The onlookers’ gazes snapped around and fell on us, followed by knowing smiles. Facts spoke louder than words. We had a mighty ox and our blue faces glowed, for, thanks to a good morning’s work, we were in high spirits and very proud of ourselves.
Jinlong was standing off a ways observing his masterpiece and its spectators. Huang Huzhu was leaning against her door frame holding the tip of her braid in her mouth, her eyes fixed on Jinlong, the dazed look in her eyes proof that the stirrings of love had grown strong. My half sister, Baofeng, came up the street toward us from the west, a leather medical satchel with a red cross painted on it slung over her back. Now that she had learned midwife skills and how to give injections, she was the village health worker. Huang Hezuo rode up unsteadily from the east, apparently having just learned how to ride a bike, and finding it hard to steer. When she spotted Jinlong leaning against the wall, she shouted, Oh, no, watch out! as she careened toward Jinlong, who stepped out of the way and grabbed the wheel with one hand and the handlebars with the other; Huang Hezuo nearly landed in his lap.

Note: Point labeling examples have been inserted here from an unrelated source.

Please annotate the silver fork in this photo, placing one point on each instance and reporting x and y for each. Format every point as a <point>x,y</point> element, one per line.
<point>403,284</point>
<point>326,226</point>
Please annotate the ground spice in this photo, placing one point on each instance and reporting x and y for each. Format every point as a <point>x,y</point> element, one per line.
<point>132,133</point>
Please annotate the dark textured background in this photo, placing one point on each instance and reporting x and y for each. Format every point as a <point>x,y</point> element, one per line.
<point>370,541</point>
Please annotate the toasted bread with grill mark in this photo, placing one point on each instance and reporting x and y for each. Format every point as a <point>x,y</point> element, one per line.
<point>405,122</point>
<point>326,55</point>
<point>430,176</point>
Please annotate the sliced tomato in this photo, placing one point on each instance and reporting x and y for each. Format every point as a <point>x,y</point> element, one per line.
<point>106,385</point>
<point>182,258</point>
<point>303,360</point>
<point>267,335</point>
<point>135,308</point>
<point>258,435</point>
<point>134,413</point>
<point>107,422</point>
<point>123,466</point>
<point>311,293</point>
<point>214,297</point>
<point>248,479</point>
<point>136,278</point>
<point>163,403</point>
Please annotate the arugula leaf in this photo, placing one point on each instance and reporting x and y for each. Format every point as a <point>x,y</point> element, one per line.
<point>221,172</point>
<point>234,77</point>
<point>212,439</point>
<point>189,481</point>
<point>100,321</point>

I looked over at Huang Huzhu, who jerked her head around so hard her braid flew; red in the face, she spun on her heel and stormed into the house. I was sick at heart, feeling nothing but sympathy for Huzhu and loathing for Hezuo, who had cut her hair short and combed it with a boy’s part, a style that was a current fad among middle-school students in the commune. The barber Ma Liangcai, an expert Ping-Pong player who was also pretty good on the harmonica, was responsible for all those haircuts. He went around dressed in a blue uniform that had been laundered nearly white, had a thick head of hair, deep black eyes, and a case of acne, and always smelled like hand soap. He had a thing for my sister. He often brought his air gun into our village to shoot birds, and was always successful. At first sight of him and his air gun, the village sparrows flew to spots unknown. The village health clinic was located in a room just east of the Ximen estate main house. What that means is, any time that fellow showed up at the local clinic, reeking of hand soap, he was lucky if he could escape the gazes of members of our family, and if he somehow managed that, he’d fall under the scrutiny of members of the Huang family. The fellow never passed up a chance to get close to my sister, who would frown and try not to make her feelings of disgust obvious as she reluctantly chatted with him. I knew that my sister was in love with Braying Jackass, but he had left with the Four Clean-ups team and vanished like a weasel in the woods. Since my mother could see that this marriage was anything but assured, outside of sighing in frustration, all she could do was try to reason with my sister.